The Meaning Of The Google Layoffs
![A woman in a Google shirt.](https://talkmarkets.com/contributor/david-pinsen/user_content/ckimages/orig_google%20shirt.webp)
Cash-Rich But Cutting Headcount
Earlier this week, we looked at a couple of TikTok videos from a former Google employee in Los Angeles, a day in her life at the company.
Video Length: 00:01:12
And the day she got laid off.
Video Length: 00:01:35
She was one of twelve thousand Googlers laid off last week, a number which apparently included 31 massage therapists.
A question some investors have asked is why cash-rich, profitable companies like Google's parent Alphabet, Inc. (GOOG, GOOGL). The short answer is that the market is repricing tech industry revenue.
The Repricing of Revenue
Matt Slotnick elaborated on this phenomenon in a lucid Twitter thread this week:
in 2020 and 2021 the way to create shareholder value was to grow topline. regardless of the quality of revenue, software revenue was being valued at between 30x-100x run rate
— Matt Slotnick (traveling CRM salesman, in nyc) (@matt_slotnick) January 23, 2023
because meaningful cash flow at scale requires a high margin product, high retention, and an ability to upsell and cross sell to drive increasing LTV. once you land, you need to expand share of wallet, continuously. for decades
— Matt Slotnick (traveling CRM salesman, in nyc) (@matt_slotnick) January 23, 2023
so people put a lot of money into companies that were growing like this… pic.twitter.com/ayli69QXC4
— Matt Slotnick (traveling CRM salesman, in nyc) (@matt_slotnick) January 23, 2023
when in reality a lot of these business are destined to look like this pic.twitter.com/whO1hXjkPR
— Matt Slotnick (traveling CRM salesman, in nyc) (@matt_slotnick) January 23, 2023
which is why layoffs are happening, regardless of the amount of cash on the balance sheet. management needs to prove that adding incremental spend drives marginally more return.
— Matt Slotnick (traveling CRM salesman, in nyc) (@matt_slotnick) January 23, 2023
it’s a reset on what it means to be a steward of investor capital
A commenter reading this thread assumed this logic wouldn't apply to big cap tech companies such as Google and Microsoft, Inc. (MSFT), but Slotnick pointed out that size offers no escape here:
if yesterday a dollar of revenue is valued at 20x, the return hurdle for incremental spend is low
— Matt Slotnick (traveling CRM salesman, in nyc) (@matt_slotnick) January 24, 2023
when it goes to 10x, the hurdle is relatively higher, and you now have an inefficient cost structure
Google And The Next Big Thing
Aside from the repricing of revenue, another caution flag for Google is that it no longer appears to be at the cutting edge of technology.
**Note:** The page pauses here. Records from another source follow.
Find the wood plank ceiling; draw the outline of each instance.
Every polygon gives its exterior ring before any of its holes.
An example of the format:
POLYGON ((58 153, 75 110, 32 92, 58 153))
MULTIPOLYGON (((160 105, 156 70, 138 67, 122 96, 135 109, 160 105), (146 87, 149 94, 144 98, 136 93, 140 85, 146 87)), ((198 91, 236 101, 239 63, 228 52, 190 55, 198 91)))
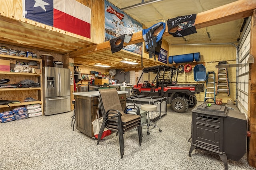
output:
MULTIPOLYGON (((141 0, 109 0, 109 1, 120 9, 142 2, 141 0)), ((236 0, 164 0, 124 12, 146 27, 149 27, 160 21, 163 21, 163 20, 166 21, 178 16, 202 13, 234 1, 236 0)), ((70 53, 70 56, 74 59, 76 65, 91 66, 94 63, 99 63, 110 65, 111 68, 117 69, 124 68, 126 70, 141 69, 140 55, 127 53, 123 50, 112 54, 108 49, 76 55, 74 54, 90 48, 95 44, 1 15, 0 20, 0 43, 16 45, 18 42, 19 46, 63 55, 70 53), (132 65, 119 62, 124 59, 136 61, 139 64, 132 65)), ((183 38, 174 37, 170 35, 165 36, 164 39, 169 45, 195 43, 237 43, 237 39, 239 37, 243 21, 243 19, 240 17, 236 20, 198 29, 197 33, 183 38)), ((162 64, 148 58, 143 58, 144 66, 162 64)))

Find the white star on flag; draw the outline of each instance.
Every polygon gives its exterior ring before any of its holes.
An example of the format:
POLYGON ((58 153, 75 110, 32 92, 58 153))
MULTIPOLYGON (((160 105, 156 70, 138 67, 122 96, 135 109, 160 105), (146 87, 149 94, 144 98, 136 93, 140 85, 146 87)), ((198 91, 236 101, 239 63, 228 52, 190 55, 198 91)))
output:
POLYGON ((42 8, 44 11, 45 11, 45 12, 46 12, 46 9, 45 9, 44 6, 50 5, 50 4, 48 4, 47 2, 43 1, 43 0, 35 0, 35 1, 36 1, 36 3, 34 6, 34 8, 40 6, 42 8))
Its dominance in search has led to an explosion in SEO (search engine optimization), which is why you can't Google a recipe without getting a keyword-stuffed essay as a preamble to it. Silicon Valley chatter suggests that enormous advances in artificial intelligence are happening now, and apparently Google is lobbying to shut it down.
What a reversal from 2003.
— Balaji (@balajis) January 25, 2023
Microsoft is becoming Google by out-innovating on search.
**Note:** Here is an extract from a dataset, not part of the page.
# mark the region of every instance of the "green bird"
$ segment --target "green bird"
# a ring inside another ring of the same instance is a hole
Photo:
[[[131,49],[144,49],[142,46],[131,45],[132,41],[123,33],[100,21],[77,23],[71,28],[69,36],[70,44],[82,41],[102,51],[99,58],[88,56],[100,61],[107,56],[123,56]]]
Is Google becoming Microsoft by FUDing the competition they can’t beat?
Investing Implications
Occasionally, my personal view of securities and the Portfolio Armor system's take on them diverges, but on Google, we're both aligned. Portfolio Armor currently estimates Google will have a positive, but below-market return over the next several months. To me, it doesn't seem like a good long or short candidate; it seems to be in a grey zone where it has become less attractive to growth investors but not cheap enough to entice value investors. I prefer to bet against companies that aren't profitable and cash rich. Speaking of which, let's close with an update one: Bed Bath & Beyond (BBBY).
Blood Bath & Beyond
In a subscriber post a couple of weeks ago, I mentioned that I had bet against BBBY when it rallied to $5.50 for no reason.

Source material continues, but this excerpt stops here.